HPD investigating whether supervisor bullied detective - Hawaii News Now - KGMB and KHNL

HPD investigating whether supervisor bullied detective

HONOLULU (HawaiiNewsNow) - The suicide of a Honolulu police officer is dividing the department and has prompted an internal investigation.

Kyle Suemori, 42, shot himself on April 13 at his Waipahu home.

The 12-year veteran of the force had recently been promoted to detective and was assigned to the Domestic Violence unit. Fellow officers told Hawaii News Now he was having issues with the new assignment and with one of his supervisors.

Multiple police sources say the supervisor had a style of managing that many considered "old school," like a drill sergeant.

While that may have worked with some officers, for Detective Suemori, it was described by numerous witnesses as bullying.

"Workplace bullying is usually repeated kinds of conduct, whether it's verbal abuse, sometimes it can be workplace aggression," says Melissa Pavlicek of the Society of Human Resources Management.

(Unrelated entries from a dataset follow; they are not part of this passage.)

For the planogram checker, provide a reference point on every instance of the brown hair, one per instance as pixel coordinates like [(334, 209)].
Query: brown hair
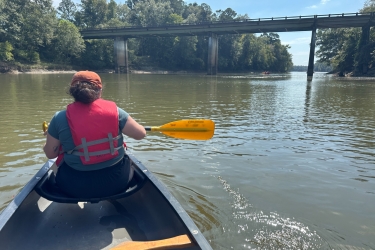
[(84, 92)]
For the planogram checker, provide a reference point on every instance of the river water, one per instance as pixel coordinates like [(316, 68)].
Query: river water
[(291, 164)]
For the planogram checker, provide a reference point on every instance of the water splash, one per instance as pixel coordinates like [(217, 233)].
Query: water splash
[(268, 231)]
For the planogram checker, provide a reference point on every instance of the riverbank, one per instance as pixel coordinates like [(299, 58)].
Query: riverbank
[(17, 68)]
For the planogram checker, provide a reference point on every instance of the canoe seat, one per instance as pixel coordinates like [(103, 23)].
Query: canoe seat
[(48, 190)]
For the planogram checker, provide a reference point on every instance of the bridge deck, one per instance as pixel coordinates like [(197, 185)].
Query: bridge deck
[(279, 24)]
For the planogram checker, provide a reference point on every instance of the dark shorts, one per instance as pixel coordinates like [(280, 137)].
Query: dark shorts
[(93, 184)]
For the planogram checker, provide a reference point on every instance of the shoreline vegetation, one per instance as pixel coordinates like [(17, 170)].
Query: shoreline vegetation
[(37, 37), (17, 68)]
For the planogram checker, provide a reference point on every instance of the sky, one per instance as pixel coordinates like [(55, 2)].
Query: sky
[(299, 41)]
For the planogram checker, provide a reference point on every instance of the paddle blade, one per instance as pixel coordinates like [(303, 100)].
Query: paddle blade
[(197, 125), (190, 135)]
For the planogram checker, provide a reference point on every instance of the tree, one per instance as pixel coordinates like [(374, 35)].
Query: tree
[(6, 51), (92, 13), (67, 10), (68, 42)]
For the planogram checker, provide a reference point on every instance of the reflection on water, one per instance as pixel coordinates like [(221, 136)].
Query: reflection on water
[(290, 166)]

"When I first got into law enforcement, it was very much paramilitary, and some departments are still like that," says Hawaii News Now Law Enforcement expert Tommy Aiu.

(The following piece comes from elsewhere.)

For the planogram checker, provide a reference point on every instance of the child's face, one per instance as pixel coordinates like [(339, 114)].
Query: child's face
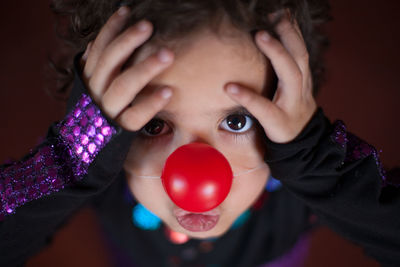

Aiu spent more than 30 years in law enforcement and says the culture of managing in a police department is changing, "It's become more of a friendly environment, to enhance the performance through performance evaluations."

Aiu says officers who are depressed do have options like in-house psychologists, chaplains and peer review, but most don't take advantage of those options unless prompted to by the department. It's unclear if the HPD administration knew about the issues Suemori was having.

The supervisor was transferred out of the Criminal Investigations Division and reassigned to patrol after the incident.

An Internal Affairs investigation has been launched to see if he violated department policy.

"How do you find that balance," says Waxer Tipton, who was a police chaplain for Maui County. He says the drill sergeant approach doesn't work for everyone. "How much is too much?"

While sources say he had complained about the conditions at work, it's unclear if Suemori suffered from other personal matters too. He did not leave suicide note. Tipton says it's usually a number of things that seem overwhelming.

"I have not seen one incident put anybody over the edge, you already have your own sense of self worth, or sense of self esteem or lack thereof ... and then the piling on," says Tipton.

Services for Kyle Suemori are set for Friday.